Several Paenibacillus species can form complex patterns on semisolid surfaces. Development of such complex colonies require self-organization and cooperative behavior of individual cells while employing sophisticated chemical communication called quorum sensing. Pattern formation and self-organization in microbial systems is an intriguing phenomenon and reflects social behaviors of bacteria that might provide insights into the evolutionary development of the collective action of cells in higher organisms.

===Pattern forming in P. vortex===
One of the most fascinating pattern forming Paenibacillus species is P. vortex, self-lubricating, flagella-driven bacteria. P. vortex organizes its colonies by generating modules, each consisting of many bacteria, which are used as building blocks for the colony as a whole. The modules are groups of bacteria that move around a common center at about 10 μm/s.

===Pattern forming in P. dendritiformis===
An additional intriguing pattern forming Paenibacillus species is P. dendritiformis, which generates two different morphotypes – the branching (or tip-splitting) morphotype and the chiral morphotype that is marked by curly branches with well-defined handedness (see pictures).

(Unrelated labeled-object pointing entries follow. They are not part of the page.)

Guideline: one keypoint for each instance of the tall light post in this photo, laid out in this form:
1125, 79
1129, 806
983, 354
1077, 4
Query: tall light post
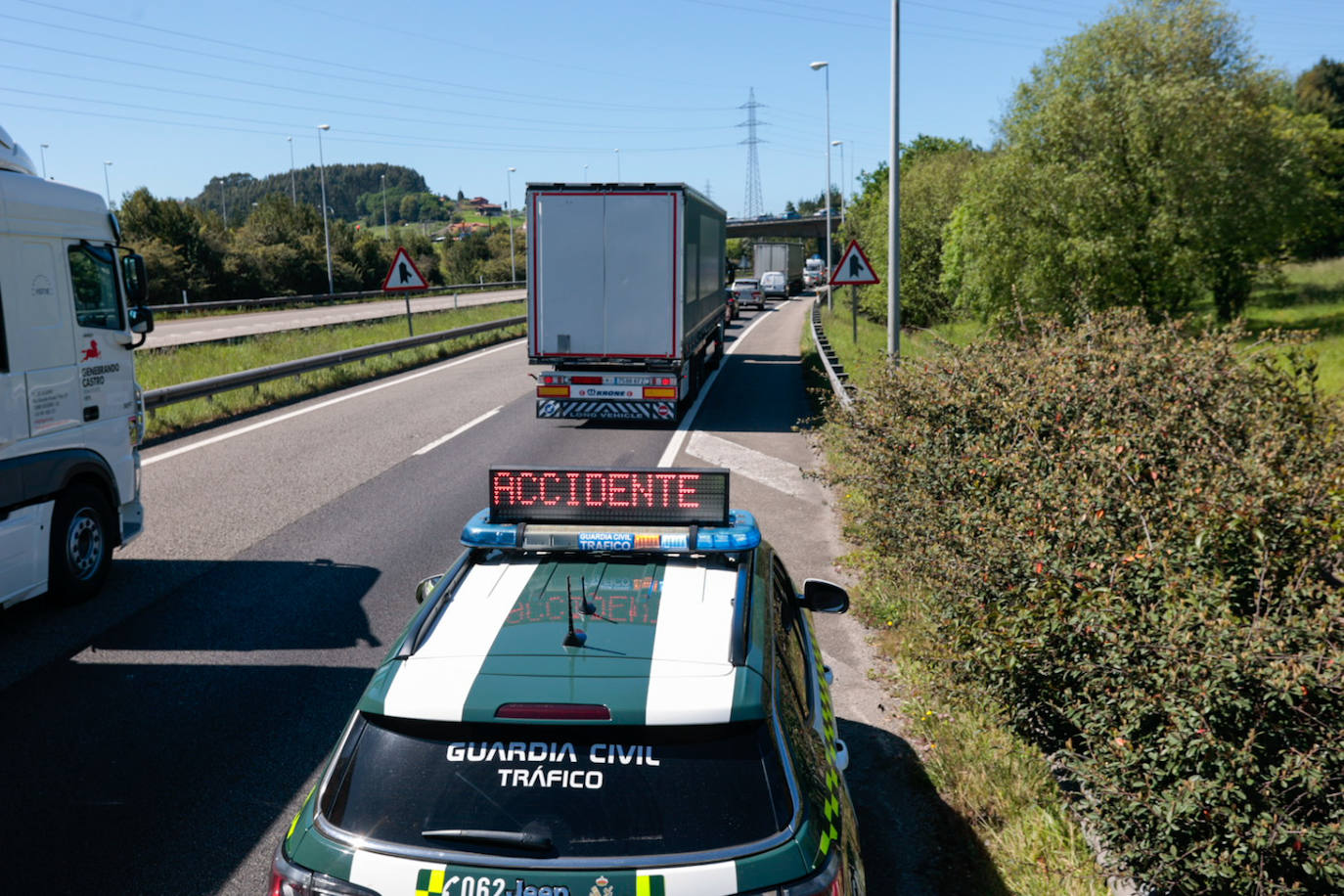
327, 234
894, 195
223, 202
827, 66
840, 143
509, 203
293, 191
387, 234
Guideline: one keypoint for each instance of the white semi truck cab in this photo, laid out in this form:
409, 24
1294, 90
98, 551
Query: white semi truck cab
71, 414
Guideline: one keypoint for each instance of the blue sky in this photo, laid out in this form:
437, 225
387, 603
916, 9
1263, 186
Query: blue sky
173, 93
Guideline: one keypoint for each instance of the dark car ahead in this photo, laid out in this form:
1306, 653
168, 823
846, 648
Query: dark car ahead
615, 691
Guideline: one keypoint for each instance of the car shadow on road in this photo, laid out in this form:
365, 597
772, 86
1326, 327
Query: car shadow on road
913, 842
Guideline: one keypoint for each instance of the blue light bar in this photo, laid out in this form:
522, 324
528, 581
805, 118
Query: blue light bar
742, 535
739, 536
481, 533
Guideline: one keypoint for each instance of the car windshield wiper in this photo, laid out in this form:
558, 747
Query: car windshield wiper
516, 838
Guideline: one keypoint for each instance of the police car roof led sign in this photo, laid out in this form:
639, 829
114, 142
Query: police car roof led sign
632, 497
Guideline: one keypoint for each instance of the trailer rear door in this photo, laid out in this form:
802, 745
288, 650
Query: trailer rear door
605, 281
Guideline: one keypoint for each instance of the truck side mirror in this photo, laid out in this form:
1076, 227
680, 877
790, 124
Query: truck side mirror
137, 284
141, 320
820, 596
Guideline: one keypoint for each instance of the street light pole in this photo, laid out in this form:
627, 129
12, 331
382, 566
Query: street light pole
509, 202
223, 202
293, 191
827, 66
894, 197
386, 233
840, 143
327, 234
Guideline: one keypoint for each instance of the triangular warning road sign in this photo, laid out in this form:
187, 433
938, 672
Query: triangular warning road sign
854, 267
403, 274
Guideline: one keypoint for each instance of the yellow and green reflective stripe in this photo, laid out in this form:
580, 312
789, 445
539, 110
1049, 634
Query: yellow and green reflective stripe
428, 881
650, 885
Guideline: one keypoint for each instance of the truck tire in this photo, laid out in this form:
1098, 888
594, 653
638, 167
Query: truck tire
81, 544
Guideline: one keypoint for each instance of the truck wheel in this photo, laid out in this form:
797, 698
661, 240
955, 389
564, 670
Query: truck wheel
81, 544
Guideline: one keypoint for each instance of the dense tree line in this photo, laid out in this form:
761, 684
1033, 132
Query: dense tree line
1148, 161
352, 191
280, 250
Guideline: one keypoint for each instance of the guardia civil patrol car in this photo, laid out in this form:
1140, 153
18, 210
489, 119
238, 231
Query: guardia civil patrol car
614, 691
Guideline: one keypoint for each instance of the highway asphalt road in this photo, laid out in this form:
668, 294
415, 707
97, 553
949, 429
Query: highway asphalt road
160, 738
216, 327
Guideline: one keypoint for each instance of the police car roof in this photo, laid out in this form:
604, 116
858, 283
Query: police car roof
657, 641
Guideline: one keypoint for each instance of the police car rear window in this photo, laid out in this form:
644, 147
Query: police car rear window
592, 791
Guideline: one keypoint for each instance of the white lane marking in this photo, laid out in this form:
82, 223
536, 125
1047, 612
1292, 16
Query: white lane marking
675, 443
459, 430
225, 437
765, 469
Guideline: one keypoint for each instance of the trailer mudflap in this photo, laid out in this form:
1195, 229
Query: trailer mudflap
605, 410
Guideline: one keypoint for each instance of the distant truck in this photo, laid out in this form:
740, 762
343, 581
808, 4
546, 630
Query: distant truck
785, 258
625, 297
813, 270
71, 414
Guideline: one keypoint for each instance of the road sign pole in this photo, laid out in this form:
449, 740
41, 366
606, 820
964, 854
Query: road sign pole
854, 308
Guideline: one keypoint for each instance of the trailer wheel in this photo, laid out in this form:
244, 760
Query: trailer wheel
81, 544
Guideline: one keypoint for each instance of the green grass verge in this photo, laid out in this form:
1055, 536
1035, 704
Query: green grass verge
189, 363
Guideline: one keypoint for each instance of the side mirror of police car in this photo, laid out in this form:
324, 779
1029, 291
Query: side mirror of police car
820, 596
426, 587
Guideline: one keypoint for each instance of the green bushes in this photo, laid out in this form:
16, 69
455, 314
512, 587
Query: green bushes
1124, 536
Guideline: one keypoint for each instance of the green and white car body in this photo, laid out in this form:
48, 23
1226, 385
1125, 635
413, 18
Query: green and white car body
596, 720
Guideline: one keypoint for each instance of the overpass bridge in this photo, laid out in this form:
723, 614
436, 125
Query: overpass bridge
812, 226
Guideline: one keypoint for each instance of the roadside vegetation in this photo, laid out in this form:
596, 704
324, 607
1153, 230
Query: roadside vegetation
272, 245
202, 360
1096, 508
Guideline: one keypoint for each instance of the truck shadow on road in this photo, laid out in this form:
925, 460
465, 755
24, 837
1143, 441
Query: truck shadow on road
913, 842
179, 738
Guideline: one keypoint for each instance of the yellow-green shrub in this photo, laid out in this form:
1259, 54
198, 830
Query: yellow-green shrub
1128, 531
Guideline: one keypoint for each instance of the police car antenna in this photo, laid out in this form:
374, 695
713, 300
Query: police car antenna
573, 639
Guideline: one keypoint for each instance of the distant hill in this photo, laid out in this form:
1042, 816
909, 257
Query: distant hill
344, 186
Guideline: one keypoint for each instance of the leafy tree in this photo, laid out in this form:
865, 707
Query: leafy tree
279, 251
923, 147
1320, 90
183, 246
1143, 162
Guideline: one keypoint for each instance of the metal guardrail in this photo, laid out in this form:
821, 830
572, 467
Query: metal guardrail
834, 370
258, 375
331, 298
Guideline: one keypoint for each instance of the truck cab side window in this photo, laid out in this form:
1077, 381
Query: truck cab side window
94, 280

These two pattern-forming Paenibacillus strains exhibit many distinct physiological and genetic traits, including β-galactosidase-like activity causing colonies to turn blue on X-gal plates and multiple drug resistance (MDR) (including trimethoprim/sulfamethoxazole, penicillin, kanamycin, chloramphenicol, ampicillin, tetracycline, spectinomycin, streptomycin, and mitomycin C). Colonies that are grown on surfaces in Petri dishes exhibit several-fold higher drug resistance in comparison to growth in liquid media. This particular resistance is believed to be due to a surfactant-like liquid front that actually forms a particular pattern on the Petri plate.